En zo gebeurde het de volgende morgen toen ik met de fiets
onderweg was naar mijn praktijk. In het langsrijden hier
aan filosofenfontein zag ik van ver René, de tuinman met wie
ik een paar weken eerder voor het eerst een paar woorden gewisseld
had over de schoonheid van de lentepracht hier in de tuin.
Tot mijn vreugde en verbazing zwaaide hij naar me waaarop
ik even vriendelijk terug groette. Dit teken van herkenning
en contact illustreerde voor mij het thema van de verbondenheid
uit het evangelie en gaf me mee daardoor een warm gevoel dat
ruimer was dan die op het eerste zicht alledaagse groet en
deze optilde naar een groter gevoel van verbondenheid met
heel deze lieve gemeenschap en ruimer dan dat met een gevoel
van verbondenheid tout court en tot een sacraal moment werd.

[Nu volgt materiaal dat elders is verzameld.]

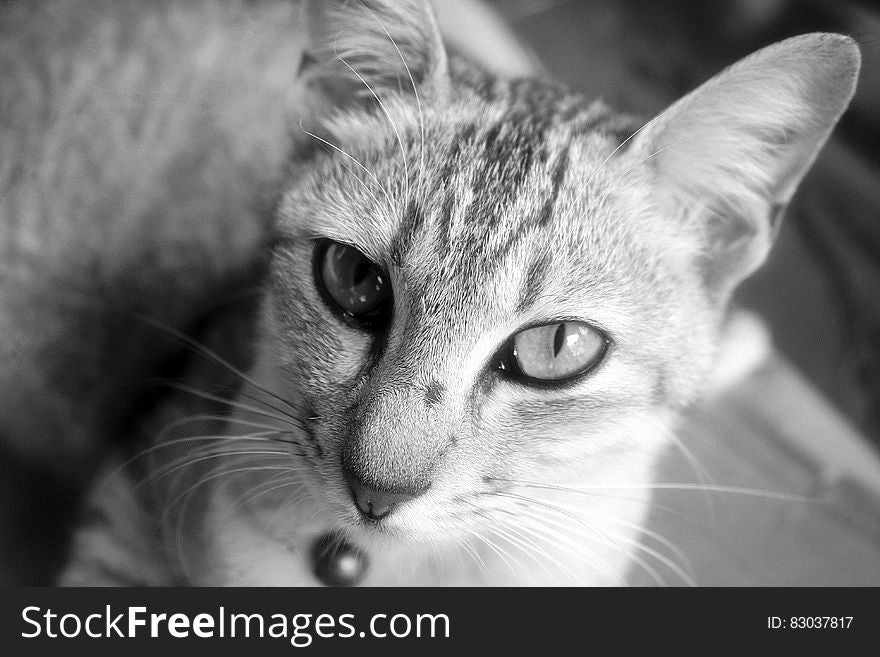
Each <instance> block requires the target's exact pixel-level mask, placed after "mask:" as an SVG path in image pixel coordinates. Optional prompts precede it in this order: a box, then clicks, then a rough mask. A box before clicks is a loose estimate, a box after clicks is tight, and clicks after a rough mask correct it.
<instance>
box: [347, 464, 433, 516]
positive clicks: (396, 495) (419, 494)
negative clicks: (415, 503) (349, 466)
mask: <svg viewBox="0 0 880 657" xmlns="http://www.w3.org/2000/svg"><path fill="white" fill-rule="evenodd" d="M342 472H343V475H344V476H345V481H346V482H347V483H348V487H349V489H350V490H351V497H352V499H353V500H354V503H355V506H357V508H358V511H360V512H361V515H362V516H363V517H364V519H365V520H369V521H371V522H377V521H379V520H382V518H385V517H386V516H387V515H388V514H390V513H391V512H392V511H393V510H394V507H395V506H397V505H398V504H402V503H403V502H407V501H409V500H412V499H415V498H416V497H418V496H419V495H421V494H422V493H424V492H425V491H426V490H427V489H428V486H427V485H424V486H412V487H406V488H404V487H395V488H389V489H381V488H379V487H374V486H368V485H366V484H364V482H363V480H362V479H361V478H360V477H358V476H357V475H356V474H355V473H354V472H353V471H352V470H351V469H349V468H347V467H343V469H342Z"/></svg>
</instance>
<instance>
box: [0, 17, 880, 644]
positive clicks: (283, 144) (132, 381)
mask: <svg viewBox="0 0 880 657" xmlns="http://www.w3.org/2000/svg"><path fill="white" fill-rule="evenodd" d="M0 584H2V585H3V586H4V587H47V588H53V589H54V588H56V587H59V588H60V587H64V588H67V587H284V588H292V587H309V588H316V587H335V588H342V587H366V588H385V587H409V588H420V589H421V588H432V589H433V588H434V587H468V588H470V587H513V588H525V587H529V588H544V587H566V588H570V587H574V588H584V589H586V588H605V587H669V588H692V587H696V588H703V587H715V588H731V589H732V588H751V587H759V588H766V589H768V590H769V589H771V588H780V587H785V588H788V587H805V588H811V587H829V588H831V587H833V588H840V587H878V586H880V9H878V7H877V5H875V4H873V3H871V2H866V1H864V2H863V1H859V0H843V1H838V0H835V1H832V0H713V1H710V2H685V1H684V0H663V1H659V2H649V1H647V0H228V1H211V0H155V1H147V0H5V1H3V2H0ZM597 597H599V596H597ZM720 597H723V594H722V596H720ZM401 610H403V611H405V609H404V606H401V609H400V610H399V611H401ZM453 611H454V610H453ZM845 612H846V610H844V609H841V610H839V612H837V613H839V614H842V616H840V619H838V620H835V627H837V624H838V623H841V624H842V623H845V616H847V615H849V616H851V615H852V614H846V613H845ZM450 615H452V613H451V612H450ZM782 616H784V614H783V615H782ZM33 618H35V619H37V618H38V615H36V614H35V615H34V616H33ZM39 618H40V619H42V616H40V617H39ZM832 618H834V617H833V616H832ZM865 620H867V619H865ZM30 622H31V623H32V624H33V625H34V626H37V627H38V630H37V631H38V632H39V631H40V630H39V628H40V627H42V625H38V621H37V620H34V621H30ZM39 622H40V623H42V622H43V621H42V620H39ZM46 622H48V621H46ZM71 622H72V621H71ZM145 622H149V621H145ZM154 622H155V621H154ZM221 622H222V621H221ZM762 622H764V623H765V626H766V627H771V626H772V624H773V623H780V624H781V623H783V622H785V623H789V622H794V619H793V618H792V619H789V618H784V620H780V619H777V620H776V621H773V620H771V619H767V620H766V622H765V621H763V620H762ZM16 623H17V624H18V626H21V628H20V629H21V632H28V631H30V630H29V627H30V625H28V624H24V625H22V623H21V619H20V618H18V619H16ZM108 623H109V621H108ZM407 623H409V621H407ZM136 625H137V624H136ZM401 625H402V624H398V626H397V627H398V628H399V627H400V626H401ZM194 627H195V626H194ZM777 627H779V625H777ZM44 629H45V628H44ZM16 631H18V630H16ZM109 631H110V630H109V626H108V632H109ZM352 633H354V629H353V628H352ZM172 634H173V633H172ZM175 636H176V635H175ZM198 636H201V634H199V635H198ZM340 636H343V635H340ZM395 636H396V634H395ZM294 645H296V644H294Z"/></svg>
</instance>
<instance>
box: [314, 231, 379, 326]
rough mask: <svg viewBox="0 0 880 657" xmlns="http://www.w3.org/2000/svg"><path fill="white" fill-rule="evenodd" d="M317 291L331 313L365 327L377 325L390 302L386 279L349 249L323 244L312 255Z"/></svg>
mask: <svg viewBox="0 0 880 657" xmlns="http://www.w3.org/2000/svg"><path fill="white" fill-rule="evenodd" d="M315 265H316V266H315V275H316V278H317V279H318V282H319V285H318V289H319V290H320V291H321V292H322V293H323V296H324V299H325V301H326V302H327V304H328V305H330V306H331V308H333V309H334V310H337V311H342V313H343V314H344V316H345V317H346V318H347V319H352V320H355V321H358V322H360V323H363V324H365V325H370V326H372V325H374V324H376V323H378V322H380V321H381V320H382V319H383V317H384V315H385V314H386V313H385V311H386V310H387V309H388V306H389V302H390V300H391V286H390V284H389V282H388V276H387V274H385V273H384V272H383V271H382V269H381V268H380V267H379V266H378V265H376V264H375V263H374V262H373V261H372V260H370V259H369V258H367V256H365V255H364V254H363V253H361V252H360V251H358V250H357V249H355V248H354V247H352V246H349V245H347V244H341V243H339V242H330V241H327V242H323V243H320V244H319V245H318V248H317V250H316V253H315Z"/></svg>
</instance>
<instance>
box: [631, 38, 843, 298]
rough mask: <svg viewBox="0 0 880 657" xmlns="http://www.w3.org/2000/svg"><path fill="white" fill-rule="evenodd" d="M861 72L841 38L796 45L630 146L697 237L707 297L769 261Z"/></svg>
mask: <svg viewBox="0 0 880 657" xmlns="http://www.w3.org/2000/svg"><path fill="white" fill-rule="evenodd" d="M859 65H860V55H859V50H858V47H857V46H856V44H855V42H854V41H853V40H851V39H849V38H848V37H844V36H841V35H836V34H807V35H803V36H800V37H794V38H791V39H788V40H786V41H782V42H780V43H777V44H775V45H773V46H770V47H768V48H765V49H763V50H760V51H758V52H757V53H755V54H753V55H751V56H749V57H747V58H745V59H743V60H742V61H740V62H738V63H737V64H734V65H733V66H731V67H730V68H728V69H726V70H725V71H723V72H721V73H719V74H718V75H716V76H715V77H714V78H712V79H711V80H709V81H708V82H706V83H705V84H703V85H702V86H701V87H699V88H697V89H696V90H695V91H693V92H692V93H690V94H689V95H687V96H685V97H684V98H682V99H681V100H679V101H678V102H677V103H675V104H673V105H672V106H671V107H670V108H669V109H668V110H666V111H665V112H663V113H661V114H660V115H659V116H658V117H657V118H656V119H654V121H652V122H651V123H650V124H648V126H647V127H646V128H645V129H644V130H643V131H642V132H641V133H640V134H639V135H638V136H637V137H636V138H635V145H634V147H633V148H632V149H631V152H633V153H634V156H635V157H636V158H640V159H641V160H643V161H644V165H645V166H648V167H650V170H651V174H652V179H653V180H654V182H655V183H656V185H657V189H658V191H659V192H660V193H662V194H669V198H671V200H672V203H673V207H674V212H676V213H677V214H678V215H679V216H681V217H682V218H684V219H685V220H686V221H688V222H691V223H692V224H693V227H694V229H695V230H698V231H699V234H700V235H701V240H702V241H703V247H704V249H705V251H704V253H703V254H702V256H701V257H703V258H704V261H703V266H704V267H705V269H704V271H705V275H706V280H707V285H708V286H709V287H710V290H711V291H713V292H719V293H722V294H724V293H727V292H729V291H730V290H732V289H733V287H734V286H735V285H736V284H737V283H739V282H740V281H741V280H742V279H743V278H745V277H746V276H748V275H749V274H750V273H752V271H754V270H755V269H756V268H757V267H758V266H759V265H760V264H761V263H762V262H763V261H764V259H765V258H766V256H767V253H768V252H769V250H770V247H771V245H772V242H773V238H774V237H775V234H776V230H777V223H778V221H779V219H780V217H781V215H782V214H783V211H784V209H785V206H786V204H787V203H788V202H789V201H790V200H791V198H792V196H793V195H794V192H795V190H796V189H797V186H798V184H799V183H800V181H801V179H802V178H803V176H804V174H805V173H806V172H807V170H808V169H809V167H810V165H811V164H812V163H813V161H814V159H815V158H816V155H817V154H818V152H819V150H820V149H821V147H822V145H823V144H824V143H825V141H826V139H827V138H828V135H829V133H830V132H831V130H832V128H833V127H834V125H835V124H836V123H837V120H838V119H839V118H840V115H841V114H842V113H843V111H844V110H845V109H846V107H847V105H848V104H849V101H850V99H851V97H852V94H853V92H854V90H855V84H856V78H857V76H858V70H859Z"/></svg>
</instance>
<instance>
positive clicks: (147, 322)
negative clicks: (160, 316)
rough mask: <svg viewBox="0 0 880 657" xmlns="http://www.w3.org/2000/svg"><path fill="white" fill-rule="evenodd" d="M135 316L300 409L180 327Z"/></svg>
mask: <svg viewBox="0 0 880 657" xmlns="http://www.w3.org/2000/svg"><path fill="white" fill-rule="evenodd" d="M134 317H136V318H137V319H138V320H139V321H141V322H143V323H144V324H147V325H149V326H152V327H154V328H156V329H159V330H160V331H164V332H165V333H167V334H168V335H171V336H172V337H174V338H175V339H177V340H178V341H180V342H182V343H183V344H185V345H186V346H188V347H189V348H191V349H193V350H194V351H196V352H198V353H200V354H202V355H203V356H205V357H206V358H208V359H210V360H212V361H213V362H215V363H217V364H218V365H220V366H222V367H225V368H226V369H227V370H229V371H230V372H232V373H233V374H235V375H236V376H237V377H239V378H240V379H241V380H242V381H244V382H245V383H247V384H248V385H250V386H251V387H253V388H255V389H256V390H259V391H260V392H262V393H263V394H265V395H268V396H270V397H273V398H274V399H276V400H277V401H279V402H281V403H282V404H285V405H287V406H289V407H290V408H291V409H292V410H293V412H294V413H296V412H298V409H297V408H296V407H295V406H294V405H293V404H291V403H290V402H289V401H287V400H286V399H284V398H283V397H281V396H280V395H276V394H275V393H273V392H272V391H271V390H269V389H268V388H265V387H264V386H261V385H260V384H259V383H257V382H256V381H255V380H254V379H252V378H251V377H250V376H249V375H248V374H246V373H245V372H243V371H241V370H240V369H239V368H237V367H236V366H235V365H233V364H232V363H230V362H229V361H228V360H226V359H225V358H223V357H222V356H220V355H219V354H218V353H217V352H215V351H214V350H213V349H209V348H208V347H206V346H205V345H203V344H202V343H201V342H199V341H198V340H194V339H193V338H191V337H190V336H188V335H186V333H183V332H182V331H179V330H178V329H176V328H174V327H173V326H169V325H168V324H165V323H164V322H162V321H159V320H157V319H154V318H152V317H148V316H146V315H139V314H135V315H134Z"/></svg>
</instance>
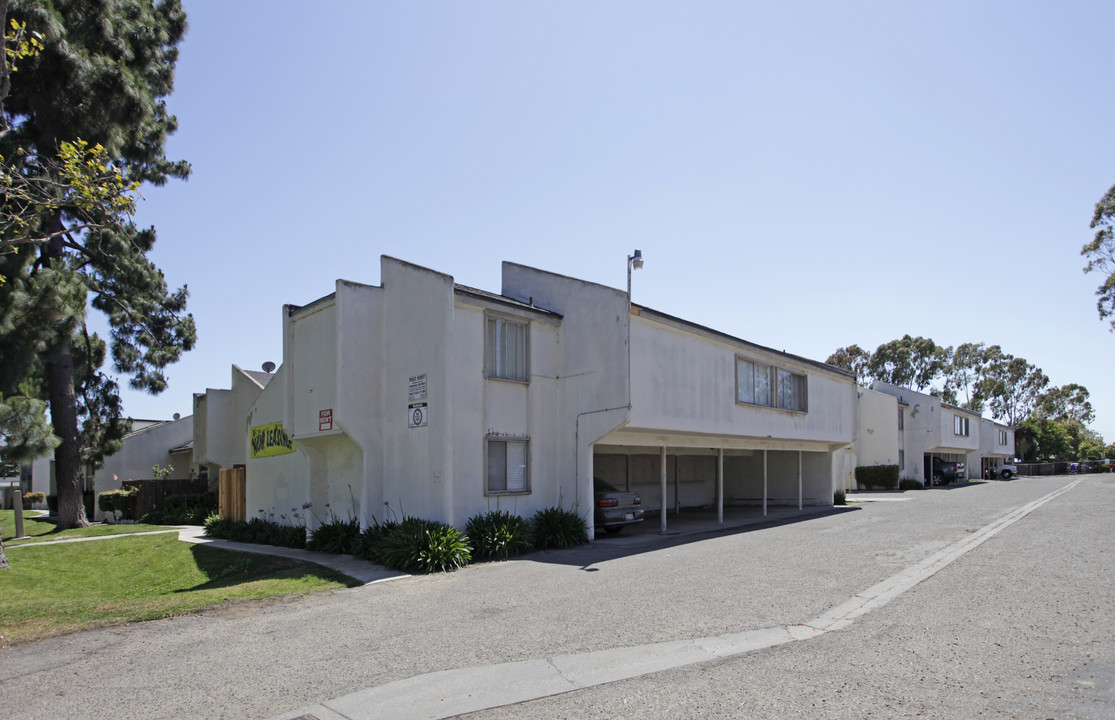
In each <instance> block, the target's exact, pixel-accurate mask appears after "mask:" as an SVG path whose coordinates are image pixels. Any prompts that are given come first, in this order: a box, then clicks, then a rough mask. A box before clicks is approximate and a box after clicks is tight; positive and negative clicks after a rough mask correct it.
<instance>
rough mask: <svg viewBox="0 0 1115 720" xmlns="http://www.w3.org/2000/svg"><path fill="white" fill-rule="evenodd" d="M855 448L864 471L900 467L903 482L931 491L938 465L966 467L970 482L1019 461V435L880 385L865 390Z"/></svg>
mask: <svg viewBox="0 0 1115 720" xmlns="http://www.w3.org/2000/svg"><path fill="white" fill-rule="evenodd" d="M855 448H856V458H857V461H859V464H860V465H898V466H899V476H900V477H903V478H913V479H918V480H921V481H922V483H923V484H927V485H928V484H929V483H930V481H931V480H932V477H933V460H934V459H939V460H946V461H959V463H964V464H966V465H967V471H968V475H969V477H970V478H978V477H981V476H982V467H986V466H987V465H988V464H989V463H991V464H996V465H997V464H999V463H1001V460H1002V459H1004V458H1007V457H1011V456H1012V455H1014V451H1015V434H1014V430H1011V429H1010V428H1009V427H1007V426H1005V425H1000V424H998V422H993V421H991V420H988V419H985V418H981V417H980V415H979V413H978V412H972V411H971V410H966V409H963V408H959V407H957V406H953V405H949V403H947V402H942V401H941V399H940V398H937V397H933V396H931V395H927V393H924V392H918V391H915V390H911V389H909V388H901V387H898V386H893V385H889V383H885V382H875V383H874V385H873V386H872V388H871V389H866V388H862V389H861V390H860V418H859V435H857V438H856V446H855ZM849 487H854V484H853V485H852V486H849Z"/></svg>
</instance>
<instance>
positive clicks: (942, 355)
mask: <svg viewBox="0 0 1115 720" xmlns="http://www.w3.org/2000/svg"><path fill="white" fill-rule="evenodd" d="M950 352H951V349H950V348H943V347H940V346H938V344H937V343H935V342H933V340H932V339H930V338H921V337H918V338H911V337H910V335H903V337H902V338H901V339H899V340H891V341H890V342H884V343H883V344H881V346H879V347H878V348H876V349H875V351H874V352H873V353H872V354H871V360H870V362H869V363H867V367H869V370H870V372H871V374H872V376H873V377H874V378H875V379H878V380H882V381H884V382H889V383H890V385H895V386H900V387H904V388H913V389H914V390H918V391H919V392H920V391H922V390H925V389H928V388H929V387H930V386H931V385H932V383H933V381H934V380H937V379H939V378H941V377H942V374H943V372H944V369H946V367H948V363H949V354H950Z"/></svg>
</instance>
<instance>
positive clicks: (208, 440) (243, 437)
mask: <svg viewBox="0 0 1115 720" xmlns="http://www.w3.org/2000/svg"><path fill="white" fill-rule="evenodd" d="M272 377H273V376H272V374H271V373H269V372H260V371H255V370H244V369H242V368H240V367H239V366H235V364H234V366H232V379H231V381H230V386H229V388H227V389H220V388H207V389H206V390H205V392H197V393H194V415H193V440H194V463H196V464H197V466H198V477H201V478H209V479H211V480H214V481H215V480H216V477H217V473H219V471H220V470H221V469H222V468H231V467H235V466H244V465H246V464H248V455H249V446H248V444H246V442H245V441H244V438H245V436H246V435H248V412H249V410H250V409H251V407H252V405H253V403H254V402H255V400H256V399H258V398H259V397H260V393H261V392H263V389H264V388H265V387H266V385H268V382H270V381H271V378H272Z"/></svg>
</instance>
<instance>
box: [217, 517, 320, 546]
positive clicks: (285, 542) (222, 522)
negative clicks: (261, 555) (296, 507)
mask: <svg viewBox="0 0 1115 720" xmlns="http://www.w3.org/2000/svg"><path fill="white" fill-rule="evenodd" d="M204 525H205V535H206V536H209V537H215V538H217V539H226V541H232V542H234V543H255V544H256V545H275V546H277V547H306V528H304V527H302V526H301V525H280V524H278V523H272V522H271V520H265V519H263V518H260V517H253V518H252V519H250V520H248V522H246V523H243V522H235V520H229V519H224V518H222V517H221V516H220V515H217V514H216V513H213V514H212V515H210V516H209V517H206V518H205V520H204Z"/></svg>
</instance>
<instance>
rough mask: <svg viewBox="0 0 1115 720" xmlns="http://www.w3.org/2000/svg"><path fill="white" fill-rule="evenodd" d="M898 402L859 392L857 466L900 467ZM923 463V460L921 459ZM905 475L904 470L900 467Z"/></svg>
mask: <svg viewBox="0 0 1115 720" xmlns="http://www.w3.org/2000/svg"><path fill="white" fill-rule="evenodd" d="M898 417H899V399H898V398H895V397H894V396H891V395H886V393H885V392H878V391H875V390H870V389H867V388H861V389H860V417H859V430H857V435H856V440H855V458H856V464H857V465H900V463H899V450H900V449H902V448H901V445H900V436H899V422H898ZM919 463H920V459H919ZM899 474H900V476H903V477H904V476H905V475H904V474H905V468H904V467H900V468H899Z"/></svg>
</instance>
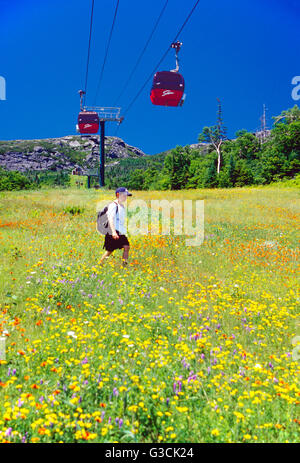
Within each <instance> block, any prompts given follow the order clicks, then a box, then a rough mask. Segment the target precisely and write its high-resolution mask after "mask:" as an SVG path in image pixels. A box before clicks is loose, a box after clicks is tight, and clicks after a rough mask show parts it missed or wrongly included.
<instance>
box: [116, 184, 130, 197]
mask: <svg viewBox="0 0 300 463" xmlns="http://www.w3.org/2000/svg"><path fill="white" fill-rule="evenodd" d="M117 193H126V194H127V196H132V194H131V193H129V191H128V190H127V188H125V187H123V186H121V187H120V188H117V189H116V194H117Z"/></svg>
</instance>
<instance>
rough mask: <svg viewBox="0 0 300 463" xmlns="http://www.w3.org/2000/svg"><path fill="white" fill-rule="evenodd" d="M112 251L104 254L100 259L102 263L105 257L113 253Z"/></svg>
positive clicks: (104, 258)
mask: <svg viewBox="0 0 300 463" xmlns="http://www.w3.org/2000/svg"><path fill="white" fill-rule="evenodd" d="M111 253H112V251H105V253H104V254H103V256H102V257H101V259H100V265H101V264H103V261H104V259H107V258H108V257H109V256H110V255H111Z"/></svg>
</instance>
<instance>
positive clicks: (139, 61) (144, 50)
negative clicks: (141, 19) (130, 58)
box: [114, 0, 169, 106]
mask: <svg viewBox="0 0 300 463" xmlns="http://www.w3.org/2000/svg"><path fill="white" fill-rule="evenodd" d="M168 2H169V0H166V2H165V4H164V6H163V7H162V10H161V12H160V14H159V16H158V18H157V20H156V23H155V25H154V27H153V29H152V31H151V33H150V35H149V37H148V39H147V41H146V43H145V45H144V48H143V50H142V51H141V53H140V55H139V57H138V59H137V61H136V63H135V65H134V67H133V69H132V71H131V73H130V75H129V77H128V79H127V81H126V82H125V84H124V86H123V89H122V90H121V92H120V94H119V96H118V97H117V98H116V100H115V103H114V106H116V105H117V103H118V101H119V100H120V99H121V97H122V96H123V95H124V92H125V90H126V88H127V87H128V85H129V83H130V81H131V79H132V77H133V75H134V73H135V71H136V70H137V68H138V65H139V64H140V62H141V60H142V57H143V56H144V54H145V52H146V50H147V48H148V45H149V43H150V41H151V39H152V37H153V35H154V33H155V31H156V29H157V27H158V24H159V22H160V20H161V18H162V16H163V14H164V12H165V9H166V7H167V5H168Z"/></svg>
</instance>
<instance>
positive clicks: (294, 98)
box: [292, 76, 300, 101]
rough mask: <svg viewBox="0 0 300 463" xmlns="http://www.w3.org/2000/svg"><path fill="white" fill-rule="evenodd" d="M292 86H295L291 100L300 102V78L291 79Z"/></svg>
mask: <svg viewBox="0 0 300 463" xmlns="http://www.w3.org/2000/svg"><path fill="white" fill-rule="evenodd" d="M292 85H295V87H294V88H293V90H292V98H293V100H295V101H297V100H300V76H295V77H293V78H292Z"/></svg>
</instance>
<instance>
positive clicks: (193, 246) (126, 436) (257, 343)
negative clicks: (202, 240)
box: [0, 187, 300, 443]
mask: <svg viewBox="0 0 300 463" xmlns="http://www.w3.org/2000/svg"><path fill="white" fill-rule="evenodd" d="M112 197H113V194H112V192H100V193H99V191H90V190H84V191H75V190H44V191H34V192H9V193H7V192H6V193H2V194H1V196H0V219H1V222H0V245H1V262H0V268H1V280H0V337H1V338H4V339H5V358H3V359H2V360H0V442H30V443H31V442H39V443H40V442H120V443H121V442H124V443H131V442H143V443H144V442H145V443H146V442H169V443H170V442H182V443H183V442H296V441H297V440H299V429H300V428H299V424H300V416H299V404H300V386H299V359H298V356H297V355H294V351H295V345H294V344H293V339H295V337H296V336H297V335H299V334H300V332H299V331H300V326H299V322H300V315H299V305H300V304H299V302H300V292H299V226H300V220H299V219H300V204H299V203H300V201H299V199H300V192H299V189H298V190H297V189H296V188H295V189H293V188H287V189H276V187H274V188H268V189H264V188H243V189H232V190H230V189H228V190H190V191H178V192H134V197H135V198H140V199H144V200H150V199H162V198H167V199H170V200H172V199H176V198H179V199H181V198H184V199H195V200H196V199H204V201H205V239H204V242H203V244H202V245H201V246H186V245H185V237H184V236H174V235H172V234H171V235H156V236H155V235H151V234H149V235H147V236H138V235H137V236H132V237H130V236H129V239H130V243H131V250H130V263H129V266H128V269H127V268H122V267H121V265H120V264H121V262H120V261H121V252H120V251H116V252H115V253H114V255H113V256H111V257H110V258H109V259H108V261H107V262H106V264H105V265H104V266H103V267H101V266H99V257H100V256H101V255H102V253H103V249H102V246H103V238H102V237H100V236H99V235H98V234H97V233H96V231H95V210H96V204H97V201H99V200H100V199H103V198H112ZM75 206H76V207H77V208H78V210H79V211H80V212H81V213H79V214H71V213H70V212H69V211H70V210H71V209H72V207H75Z"/></svg>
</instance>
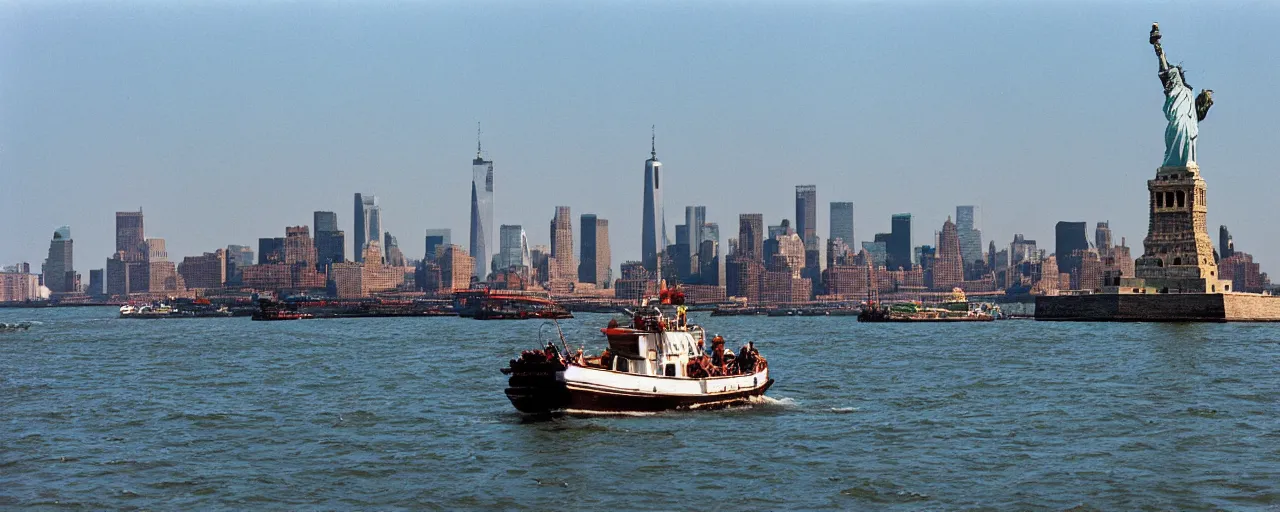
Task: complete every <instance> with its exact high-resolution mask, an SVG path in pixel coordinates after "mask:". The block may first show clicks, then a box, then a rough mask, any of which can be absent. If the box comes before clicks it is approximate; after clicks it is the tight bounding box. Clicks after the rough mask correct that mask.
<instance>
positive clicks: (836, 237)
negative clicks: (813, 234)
mask: <svg viewBox="0 0 1280 512" xmlns="http://www.w3.org/2000/svg"><path fill="white" fill-rule="evenodd" d="M831 238H840V239H842V241H845V244H846V246H849V247H855V243H854V204H852V202H832V204H831Z"/></svg>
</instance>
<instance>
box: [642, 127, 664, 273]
mask: <svg viewBox="0 0 1280 512" xmlns="http://www.w3.org/2000/svg"><path fill="white" fill-rule="evenodd" d="M641 215H643V218H641V225H640V256H641V259H643V260H644V266H645V269H649V271H652V273H654V275H655V276H657V278H659V279H660V278H662V262H660V259H659V257H658V253H659V252H662V251H663V250H666V247H667V219H666V216H664V215H663V206H662V163H660V161H658V150H657V145H655V141H654V140H653V138H652V140H650V141H649V160H645V161H644V207H643V210H641Z"/></svg>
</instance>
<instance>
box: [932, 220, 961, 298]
mask: <svg viewBox="0 0 1280 512" xmlns="http://www.w3.org/2000/svg"><path fill="white" fill-rule="evenodd" d="M963 257H964V256H963V255H961V253H960V233H959V230H957V229H956V224H955V223H952V221H951V218H950V216H948V218H947V221H946V223H943V224H942V233H940V234H938V250H937V259H936V260H934V261H933V283H932V285H933V288H934V289H940V291H948V289H951V288H954V287H957V285H960V283H961V282H964V261H961V259H963Z"/></svg>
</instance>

Een paar honderd meter verder
kruiste ik een jonge vader met zijn peuter die voor hem op
de fiets zat. De peuter leunde gezellig naar achter en was
één en al oor voor de papa die hem geanimeerd aan ’t toespreken
was. Voor mij leken ze één, beiden met mekaar verbonden in
liefde en harmonie; voor mij opnieuw een kadotje ter illustratie
van de laatste zin uit het evangelie ‘Ik en de Vader wij zijn
één.’
En dan de kers op de taart : tijdens de eerste sessie die
dag werd ik ontroerd door een vrouw van middelbare leeftijd
die vertelde over haar verbondenheid met de natuur. Haar
observatie tijdens het ophangen van de was van een vogeltje
dat zijn nest aan ’t bouwen was en in gesprek leek met het
vrouwtje en de kleintjes, haar werk in de tuin in dankbare
verbondenheid met de aarde en met de schepper, haar uurtje
’s avonds mijmerend en genietend in de veranda of de tuin
terwijl manlief en kinderen voor tv zitten, sacrale momenten
en voedsel voor haar eigen rust en evenwicht.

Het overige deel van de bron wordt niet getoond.